RUH VE BEDEN
11
Tereza’ya evini yuvasını bırakıp yazgısını değiştirme cesaretini sağlayan, erkeğin son anda eline sıkıştırdığı karttan çok bütün o rastlantıların (kitap, Beethoven, altı sayısı, parktaki sarı sıra) çağrısıydı. Belki aşkını harekete geçiren ve Tereza’ya ömrünün sonuna kadar tükenmeyen bir enerji kaynağı sağlayan da bu birkaç rastlantıdan -oldukça alçakgönüllü rastlantılar laf aramızda, hatta tekdüze rastlantılar, o renksiz ruhsuz kasabadan da başka ne beklenir ki zaten- başkası olmamıştır.

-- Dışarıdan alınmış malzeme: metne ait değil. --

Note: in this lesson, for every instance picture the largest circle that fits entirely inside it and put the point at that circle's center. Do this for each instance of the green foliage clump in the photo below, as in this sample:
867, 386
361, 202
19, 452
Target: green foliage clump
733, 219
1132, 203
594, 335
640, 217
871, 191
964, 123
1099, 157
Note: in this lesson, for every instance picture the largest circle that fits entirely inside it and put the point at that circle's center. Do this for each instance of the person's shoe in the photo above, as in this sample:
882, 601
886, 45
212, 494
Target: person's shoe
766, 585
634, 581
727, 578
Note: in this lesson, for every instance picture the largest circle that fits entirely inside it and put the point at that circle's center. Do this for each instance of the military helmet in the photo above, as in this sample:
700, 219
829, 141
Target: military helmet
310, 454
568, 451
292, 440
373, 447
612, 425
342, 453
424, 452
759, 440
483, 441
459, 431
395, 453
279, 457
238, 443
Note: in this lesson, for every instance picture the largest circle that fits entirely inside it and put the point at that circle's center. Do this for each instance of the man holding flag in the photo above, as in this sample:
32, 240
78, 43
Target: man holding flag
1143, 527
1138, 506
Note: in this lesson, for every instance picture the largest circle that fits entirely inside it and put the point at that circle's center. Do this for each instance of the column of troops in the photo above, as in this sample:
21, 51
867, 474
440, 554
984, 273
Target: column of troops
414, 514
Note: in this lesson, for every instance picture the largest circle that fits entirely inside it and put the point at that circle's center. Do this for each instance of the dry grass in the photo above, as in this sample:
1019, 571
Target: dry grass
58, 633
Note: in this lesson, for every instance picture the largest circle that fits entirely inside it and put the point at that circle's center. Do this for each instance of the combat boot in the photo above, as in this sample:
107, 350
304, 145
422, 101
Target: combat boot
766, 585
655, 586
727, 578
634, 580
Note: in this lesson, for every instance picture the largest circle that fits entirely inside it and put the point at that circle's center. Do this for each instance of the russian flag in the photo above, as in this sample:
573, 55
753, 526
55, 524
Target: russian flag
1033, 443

Gündelik hayatımız bir rastlantılar sağanağı altında yaşanır, ya da daha kesin konuşmak gerekirse kişilerle olayların kazara biraraya gelmesiyİe örülür. İki olay hiç beklenmedik bir biçimde aynı anda meydana gelir, kesişir: Tomas otelin lokantasında radyoda Beethoven çalarken boy gösterir. Böylesi kesişmelerin büyük bir çoğunluğunu fark etmeyiz bile. Tomas’ın oturduğu yerde oturan yörenin kasabı olsa, Tereza radyoda Beethoven çalındığını hiç fark etmeyecekti. (Beethoven’le kasabın biraraya gelmesi de ilginç bir kesişme olacaktı ya, o da başka.) Ama, filizlenmekte olan aşkı, güzellik duyusunu tutuşturdu, o müziği bir daha hiç unutmadı Tereza. Ne zaman duyduysa yüreğinde bir kıpırtı oldu. O anda çevresinde olup biten her şey müzikle halelendi, onun güzelliğine büründü.
Tereza’nın Tomas’ı ilk görmeye gidişinde koltuğunun altına sıkıştırdığı romanın başlarında, Anna ile Vronski garip koşullarda tanışırlar; gardadırlar, adamın biri tren altında kalıp ezilmiştir. Romanın sonunda, Anna kendini trenin altına atar. Bu simetrik düzenlemeye -aynı motif romanın hem başında hem de sonunda karşımıza çıkar-, pek bir ‘roman kokuyor’ diyebilirsiniz, size katılmaya da hazırım ama ‘roman kokuyor’ derken ‘kurgusal’, ‘uydurma’, ‘yaşamda olmayan şey’ gibi kavramlardan uzak durmanız koşuluyla. Çünkü insan yaşamı da tıpkı böyle bir düzen uyarınca kurulmuştur.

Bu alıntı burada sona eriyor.